Yola devam edip Sülüklü Han’ın muhteşem müzikleri eşliğinde çok lezzetli menengiç kahvemizi içip kendimizi baharatçı Kör Yusuf’a attık.
Çocuklar için soğuk algınlığı, grip tedavisinde kullandığım ünlü bitkisel çay karışımlarından alırken gözüm zeytin baharatına takıldı.
Diyarbakırlılar Mardin Derik ve Hatay Altınözü zeytinlerinin sıkı bir tüketicisi.
Ama ne de olsa Güneydoğu Anadolulular, yani hiçbir şeyi baharat katmadan tüketmezler. Çünkü baharatın şifa verici gücünün yanı sıra, lezzetli yemeğin kahramanı ve sırrı olduğuna inanırlar.

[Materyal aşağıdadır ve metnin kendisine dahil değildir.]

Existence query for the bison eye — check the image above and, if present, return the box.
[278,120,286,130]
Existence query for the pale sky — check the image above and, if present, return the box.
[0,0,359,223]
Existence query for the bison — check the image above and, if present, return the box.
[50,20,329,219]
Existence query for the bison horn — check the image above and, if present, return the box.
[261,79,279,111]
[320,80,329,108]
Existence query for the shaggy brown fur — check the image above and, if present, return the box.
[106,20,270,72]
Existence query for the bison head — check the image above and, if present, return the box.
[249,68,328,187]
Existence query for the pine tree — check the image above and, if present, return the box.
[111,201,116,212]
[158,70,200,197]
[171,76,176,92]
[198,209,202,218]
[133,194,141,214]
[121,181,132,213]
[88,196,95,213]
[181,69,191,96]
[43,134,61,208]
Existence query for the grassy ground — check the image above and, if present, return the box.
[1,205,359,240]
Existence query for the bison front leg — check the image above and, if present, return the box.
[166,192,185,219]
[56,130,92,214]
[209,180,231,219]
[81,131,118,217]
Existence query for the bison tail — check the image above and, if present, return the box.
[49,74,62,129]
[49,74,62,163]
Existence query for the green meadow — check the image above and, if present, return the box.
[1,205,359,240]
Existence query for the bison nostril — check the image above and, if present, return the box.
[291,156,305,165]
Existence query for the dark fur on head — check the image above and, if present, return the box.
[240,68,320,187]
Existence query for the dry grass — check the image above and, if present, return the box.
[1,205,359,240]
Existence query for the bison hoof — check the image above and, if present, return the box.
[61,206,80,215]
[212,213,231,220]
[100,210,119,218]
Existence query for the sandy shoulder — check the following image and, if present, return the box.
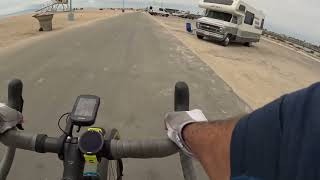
[0,10,127,49]
[151,14,320,109]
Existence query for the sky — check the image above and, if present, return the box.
[0,0,320,45]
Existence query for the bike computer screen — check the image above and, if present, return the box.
[70,95,100,126]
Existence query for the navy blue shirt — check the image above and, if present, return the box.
[231,83,320,180]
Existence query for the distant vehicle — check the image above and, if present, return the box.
[148,6,170,17]
[196,0,265,46]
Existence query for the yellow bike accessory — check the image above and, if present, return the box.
[79,128,105,176]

Benim için en karakteristik ve özel Diyarbakır baharatı sumaktır. Dolmalarına ve meftunelerine ekledikleri sumak suyu bir anda yemeğin tadını en tepelere çıkarır, adeta sihir katar. Tencere yemeklerinin bir diğer sırrı ise sade yağ ve özellikle kemikli et kullanmalarıdır.
YEMEK HER DAİM BAŞ TACI
Diyarbakır’da yemek her daim baş tacı edilmiş ve kadınlar için de günün en önemli faaliyet alanı olmuştur. Ayaklı bir yemek ansiklopedisi olan, Diyarbakır’ın yerlisi Münevver Aslanhan’la buluşma mekanımız Zerzevan Konağı’ydı.

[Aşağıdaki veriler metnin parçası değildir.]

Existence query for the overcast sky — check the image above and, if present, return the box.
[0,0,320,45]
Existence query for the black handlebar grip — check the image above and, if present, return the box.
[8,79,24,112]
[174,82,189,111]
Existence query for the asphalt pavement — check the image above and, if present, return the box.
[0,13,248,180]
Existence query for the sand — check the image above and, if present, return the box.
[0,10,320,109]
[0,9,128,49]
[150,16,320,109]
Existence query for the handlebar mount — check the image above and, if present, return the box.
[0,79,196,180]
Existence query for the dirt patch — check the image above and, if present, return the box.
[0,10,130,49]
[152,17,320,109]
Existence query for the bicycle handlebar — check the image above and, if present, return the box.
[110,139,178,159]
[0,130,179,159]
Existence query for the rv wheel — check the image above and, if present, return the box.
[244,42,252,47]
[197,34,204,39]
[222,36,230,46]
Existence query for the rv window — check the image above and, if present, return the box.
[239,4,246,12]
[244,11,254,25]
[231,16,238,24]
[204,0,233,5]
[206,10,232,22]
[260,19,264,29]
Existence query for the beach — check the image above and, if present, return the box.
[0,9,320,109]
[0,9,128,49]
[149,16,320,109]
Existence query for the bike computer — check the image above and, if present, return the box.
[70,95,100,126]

Geleneksel yemekleri son derece incelikli püf noktalarııyla anlatırken kendimi bir anda 50 sene öncesindeki bir Diyarbakır konağında hayal ettim. Tulumbanın yanında üzümler sıkılıyor, pekmezler kaynatılıyor. Bir yandan kışlık et kavurmaları hazırlanıyor.
O sırada babaanne bir köşede şırdan dolması yaparak dut ağacının dallarına takıp eyvana asıyor.

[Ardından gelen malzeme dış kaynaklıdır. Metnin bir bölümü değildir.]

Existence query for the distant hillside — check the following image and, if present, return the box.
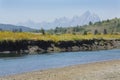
[19,11,100,29]
[48,18,120,33]
[0,24,35,32]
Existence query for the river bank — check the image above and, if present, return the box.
[0,60,120,80]
[0,39,120,56]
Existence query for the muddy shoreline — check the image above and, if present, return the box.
[0,60,120,80]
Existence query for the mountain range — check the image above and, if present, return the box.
[18,11,100,29]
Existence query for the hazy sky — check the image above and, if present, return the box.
[0,0,120,24]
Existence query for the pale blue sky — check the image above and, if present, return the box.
[0,0,120,24]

Evin gelini ise domates ve patlıcanları kurutmak üzere hazırlık yaparken ev halkının karnını nasıl doyuracağını düşünüyor. Habenisk çorbası veya keşkerun ya da kabaklı meyir çorbası aklına ilk düşenler.
Komşular yardıma gelirken ellerinde Diyarbakır çöreği getiriyorlar. Derken ikindi çayına eşlik etsin diye çarşıdan müşebbek tatlısı ya da Arap kadayıfı almaya çocukları yollarlar. En sonunda evin erkekleri gelmeden koca bir Diyarbakır karpuzunu kesip, yarısını yemeğe karar alırlar. Aslında hayalini kurduğum bu yemek şölenine bir kuple de olsa müzik kondurmak isterim. Belki de çok sevdiğim bir halay havası olan “Lorke Lorke” çok uygun olacaktır.